Auch die Verwaltung und der Rat von Clausthal-Zellerfelds sächsischer Partnerstadt Freiberg riefen die Bürger zu Spenden für die Marktkirche auf. Weiteres Geld kommt unter anderem von der Deutschen Stiftung Denkmalschutz und vom Land Niedersachen. Ministerpräsident Christian Wulff (CDU) spendete privat.

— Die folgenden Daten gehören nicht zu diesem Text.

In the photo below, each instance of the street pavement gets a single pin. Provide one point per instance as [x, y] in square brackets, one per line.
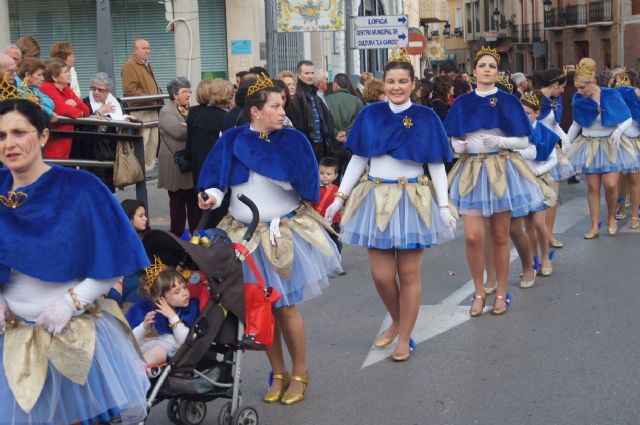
[566, 353]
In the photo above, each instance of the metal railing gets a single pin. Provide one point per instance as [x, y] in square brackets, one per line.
[134, 136]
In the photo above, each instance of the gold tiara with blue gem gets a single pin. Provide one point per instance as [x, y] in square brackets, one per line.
[399, 54]
[531, 98]
[262, 82]
[488, 51]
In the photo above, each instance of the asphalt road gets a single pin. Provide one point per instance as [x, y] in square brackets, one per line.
[566, 353]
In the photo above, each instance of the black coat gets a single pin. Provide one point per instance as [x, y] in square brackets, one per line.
[204, 126]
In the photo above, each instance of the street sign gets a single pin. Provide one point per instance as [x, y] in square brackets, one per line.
[380, 21]
[381, 38]
[380, 32]
[417, 43]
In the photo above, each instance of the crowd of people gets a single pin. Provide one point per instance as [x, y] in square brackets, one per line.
[389, 165]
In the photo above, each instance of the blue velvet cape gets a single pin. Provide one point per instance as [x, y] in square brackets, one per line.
[378, 131]
[632, 101]
[612, 108]
[287, 156]
[188, 315]
[545, 141]
[70, 227]
[551, 105]
[471, 112]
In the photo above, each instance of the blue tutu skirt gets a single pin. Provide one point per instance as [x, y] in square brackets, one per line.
[116, 386]
[601, 164]
[520, 197]
[406, 230]
[310, 273]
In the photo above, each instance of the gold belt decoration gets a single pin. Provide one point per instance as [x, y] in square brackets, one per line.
[306, 222]
[28, 350]
[388, 195]
[496, 168]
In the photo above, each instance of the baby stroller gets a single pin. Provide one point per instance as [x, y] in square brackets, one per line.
[208, 365]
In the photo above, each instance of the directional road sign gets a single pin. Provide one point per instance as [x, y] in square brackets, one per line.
[380, 32]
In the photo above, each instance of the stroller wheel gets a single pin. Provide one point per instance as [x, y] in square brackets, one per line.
[192, 412]
[224, 416]
[173, 411]
[245, 416]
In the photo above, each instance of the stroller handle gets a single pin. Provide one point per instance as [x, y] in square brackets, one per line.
[255, 216]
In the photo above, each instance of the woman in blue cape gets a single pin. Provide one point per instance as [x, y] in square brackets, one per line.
[600, 151]
[490, 182]
[68, 353]
[631, 96]
[391, 210]
[275, 167]
[552, 83]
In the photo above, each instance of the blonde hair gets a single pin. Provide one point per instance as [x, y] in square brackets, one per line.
[585, 70]
[216, 92]
[372, 91]
[285, 74]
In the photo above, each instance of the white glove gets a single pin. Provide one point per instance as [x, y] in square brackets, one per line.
[459, 146]
[490, 140]
[448, 218]
[616, 136]
[333, 209]
[3, 313]
[55, 317]
[274, 230]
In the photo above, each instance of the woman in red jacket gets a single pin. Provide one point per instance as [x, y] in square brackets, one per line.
[67, 104]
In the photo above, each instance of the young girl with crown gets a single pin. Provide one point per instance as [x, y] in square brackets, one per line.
[276, 168]
[631, 96]
[600, 152]
[490, 182]
[67, 352]
[391, 210]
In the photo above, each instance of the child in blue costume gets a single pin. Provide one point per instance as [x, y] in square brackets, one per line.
[391, 211]
[631, 96]
[552, 83]
[68, 354]
[600, 151]
[276, 168]
[541, 158]
[490, 181]
[162, 320]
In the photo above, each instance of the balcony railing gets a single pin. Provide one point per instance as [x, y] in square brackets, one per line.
[600, 11]
[536, 33]
[576, 15]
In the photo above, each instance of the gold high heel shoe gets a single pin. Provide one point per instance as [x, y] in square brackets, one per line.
[271, 396]
[382, 341]
[475, 312]
[289, 399]
[500, 311]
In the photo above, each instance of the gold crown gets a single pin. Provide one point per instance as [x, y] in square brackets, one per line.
[488, 51]
[262, 82]
[503, 79]
[531, 98]
[9, 91]
[623, 79]
[399, 54]
[153, 271]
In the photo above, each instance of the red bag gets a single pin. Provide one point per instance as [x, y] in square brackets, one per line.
[258, 305]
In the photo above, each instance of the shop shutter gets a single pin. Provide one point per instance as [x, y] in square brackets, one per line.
[213, 38]
[133, 19]
[65, 20]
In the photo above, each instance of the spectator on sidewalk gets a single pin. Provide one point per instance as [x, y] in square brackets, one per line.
[138, 80]
[309, 113]
[65, 52]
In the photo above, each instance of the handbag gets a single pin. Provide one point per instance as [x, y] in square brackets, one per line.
[126, 168]
[181, 157]
[258, 305]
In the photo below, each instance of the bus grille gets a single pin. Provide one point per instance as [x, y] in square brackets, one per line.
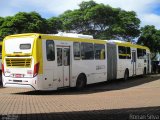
[18, 62]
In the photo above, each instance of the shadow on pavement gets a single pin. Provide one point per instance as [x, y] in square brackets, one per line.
[146, 113]
[99, 87]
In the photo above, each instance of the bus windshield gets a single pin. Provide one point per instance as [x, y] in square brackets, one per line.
[19, 45]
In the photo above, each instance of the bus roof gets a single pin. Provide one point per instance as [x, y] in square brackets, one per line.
[55, 37]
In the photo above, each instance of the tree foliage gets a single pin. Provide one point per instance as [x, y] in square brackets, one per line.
[23, 22]
[150, 37]
[101, 21]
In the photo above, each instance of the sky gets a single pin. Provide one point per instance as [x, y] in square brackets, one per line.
[148, 11]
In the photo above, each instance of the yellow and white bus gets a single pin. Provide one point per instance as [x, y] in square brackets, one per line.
[126, 59]
[50, 62]
[0, 62]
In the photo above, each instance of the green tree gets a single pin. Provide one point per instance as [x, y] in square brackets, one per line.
[150, 37]
[29, 22]
[101, 21]
[54, 25]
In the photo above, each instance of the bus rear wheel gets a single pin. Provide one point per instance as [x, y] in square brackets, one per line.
[126, 75]
[81, 82]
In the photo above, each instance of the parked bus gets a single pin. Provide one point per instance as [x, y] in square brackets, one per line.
[125, 59]
[50, 62]
[0, 62]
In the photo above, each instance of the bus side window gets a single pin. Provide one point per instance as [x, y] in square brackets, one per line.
[87, 52]
[122, 52]
[99, 51]
[50, 50]
[128, 51]
[140, 54]
[76, 50]
[59, 56]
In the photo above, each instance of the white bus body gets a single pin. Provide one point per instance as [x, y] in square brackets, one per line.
[50, 62]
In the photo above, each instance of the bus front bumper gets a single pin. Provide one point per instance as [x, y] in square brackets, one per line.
[15, 85]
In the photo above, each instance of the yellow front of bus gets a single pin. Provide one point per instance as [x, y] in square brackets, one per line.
[21, 61]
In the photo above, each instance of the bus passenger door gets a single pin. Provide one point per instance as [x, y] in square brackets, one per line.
[148, 63]
[134, 62]
[63, 66]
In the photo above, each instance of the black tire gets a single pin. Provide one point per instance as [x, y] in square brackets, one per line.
[81, 82]
[126, 75]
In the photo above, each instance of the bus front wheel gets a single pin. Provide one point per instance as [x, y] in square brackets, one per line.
[81, 82]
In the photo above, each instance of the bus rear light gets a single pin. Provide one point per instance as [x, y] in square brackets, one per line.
[36, 69]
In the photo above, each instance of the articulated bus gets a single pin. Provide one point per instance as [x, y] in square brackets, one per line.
[51, 62]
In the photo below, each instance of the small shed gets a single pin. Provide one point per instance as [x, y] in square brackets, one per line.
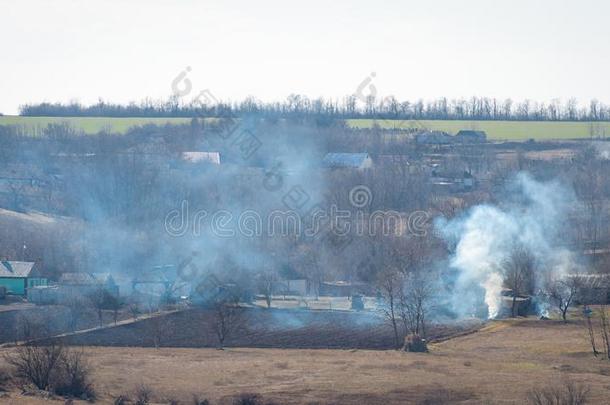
[347, 161]
[16, 277]
[201, 157]
[433, 138]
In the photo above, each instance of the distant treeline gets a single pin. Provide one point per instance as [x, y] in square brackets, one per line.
[352, 107]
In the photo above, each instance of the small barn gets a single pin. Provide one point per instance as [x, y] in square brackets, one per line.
[347, 161]
[433, 138]
[75, 284]
[16, 277]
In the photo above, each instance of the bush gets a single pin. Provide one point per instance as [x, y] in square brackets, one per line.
[121, 400]
[72, 377]
[52, 368]
[199, 401]
[143, 394]
[36, 364]
[568, 393]
[250, 399]
[5, 379]
[414, 343]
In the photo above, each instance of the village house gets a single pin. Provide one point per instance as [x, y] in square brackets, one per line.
[470, 136]
[17, 277]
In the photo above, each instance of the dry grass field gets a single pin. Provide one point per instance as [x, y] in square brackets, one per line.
[496, 365]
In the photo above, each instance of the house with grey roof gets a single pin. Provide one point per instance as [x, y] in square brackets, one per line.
[470, 136]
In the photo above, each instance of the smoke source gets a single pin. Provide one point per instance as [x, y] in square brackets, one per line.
[531, 217]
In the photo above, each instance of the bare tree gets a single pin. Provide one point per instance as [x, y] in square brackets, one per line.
[390, 284]
[562, 291]
[265, 282]
[415, 299]
[158, 329]
[228, 319]
[568, 393]
[77, 306]
[519, 269]
[605, 329]
[588, 314]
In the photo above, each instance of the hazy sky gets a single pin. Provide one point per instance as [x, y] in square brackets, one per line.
[123, 50]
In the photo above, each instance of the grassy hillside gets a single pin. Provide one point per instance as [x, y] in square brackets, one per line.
[90, 125]
[502, 130]
[497, 365]
[497, 130]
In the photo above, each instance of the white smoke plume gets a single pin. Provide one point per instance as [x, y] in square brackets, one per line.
[532, 215]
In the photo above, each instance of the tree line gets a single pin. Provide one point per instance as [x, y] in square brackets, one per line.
[350, 107]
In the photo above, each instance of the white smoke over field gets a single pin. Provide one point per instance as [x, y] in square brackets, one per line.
[532, 215]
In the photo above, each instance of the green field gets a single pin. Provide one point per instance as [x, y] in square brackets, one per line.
[89, 125]
[502, 130]
[496, 130]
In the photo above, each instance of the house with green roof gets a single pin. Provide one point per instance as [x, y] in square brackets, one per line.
[16, 277]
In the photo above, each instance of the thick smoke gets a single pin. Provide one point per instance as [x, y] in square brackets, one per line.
[533, 217]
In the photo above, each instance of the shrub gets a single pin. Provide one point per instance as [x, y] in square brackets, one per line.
[248, 399]
[414, 343]
[199, 401]
[72, 377]
[143, 394]
[52, 368]
[121, 400]
[568, 393]
[36, 364]
[5, 379]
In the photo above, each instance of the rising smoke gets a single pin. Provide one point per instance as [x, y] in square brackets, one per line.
[533, 217]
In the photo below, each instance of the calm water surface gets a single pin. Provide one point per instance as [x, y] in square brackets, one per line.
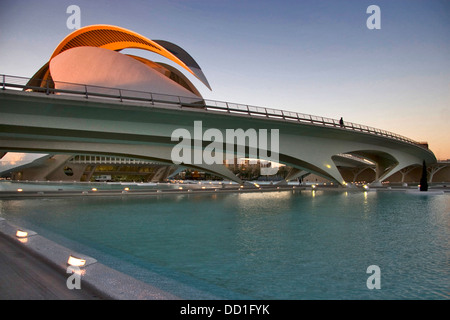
[278, 245]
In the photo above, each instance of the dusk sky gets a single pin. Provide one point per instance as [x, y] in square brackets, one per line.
[315, 57]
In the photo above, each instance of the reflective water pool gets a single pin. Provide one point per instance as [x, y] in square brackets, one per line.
[272, 245]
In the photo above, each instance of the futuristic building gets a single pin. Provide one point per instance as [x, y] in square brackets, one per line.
[92, 99]
[92, 56]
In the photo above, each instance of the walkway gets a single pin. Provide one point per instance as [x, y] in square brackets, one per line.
[25, 277]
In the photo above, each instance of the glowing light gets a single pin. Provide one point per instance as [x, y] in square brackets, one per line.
[21, 234]
[76, 262]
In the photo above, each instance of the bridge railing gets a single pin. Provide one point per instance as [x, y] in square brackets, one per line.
[124, 95]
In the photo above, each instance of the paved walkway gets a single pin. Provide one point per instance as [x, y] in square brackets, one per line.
[25, 277]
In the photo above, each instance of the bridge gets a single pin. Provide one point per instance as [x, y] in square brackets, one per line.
[88, 119]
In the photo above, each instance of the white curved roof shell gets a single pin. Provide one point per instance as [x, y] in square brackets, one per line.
[106, 68]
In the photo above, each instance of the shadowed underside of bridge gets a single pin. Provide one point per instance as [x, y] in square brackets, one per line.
[32, 122]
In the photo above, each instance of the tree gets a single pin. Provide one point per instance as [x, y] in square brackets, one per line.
[423, 179]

Außerdem beteiligen sich viele Einwohner Clausthal-Zellerfelds am Geldsammeln. Mehrere Gemeinderäte spendeten Sitzungsgelder. Der Rotary Club und der Lions Club unterstützen die Renovierung der Kirche durch den Verkauf von „Kirchentalern“. Schulen nehmen bei Kuchenbasaren und Sponsoren-Läufen Geld ein.

Die Marktkirche wurde von 1636 bis 1642 errichtet. Harzer Bergleute, die sich trotz des Dreißigjährigen Krieges in den Erzminen des Mittelgebirges eine reiche Ausbeute erhofften, bezahlten den Bau. Mit 2.700 Quadratmetern Fläche und 17.000 Kubikmetern umbautem Raum ist die dreischiffige Kirche mit ihren fünf Seitenkapellen die größte Holzkirche Mitteleuropas. Sie bietet 2.000 Menschen Platz. Im Volksmund heißt die Kirche auch „St. Holz“.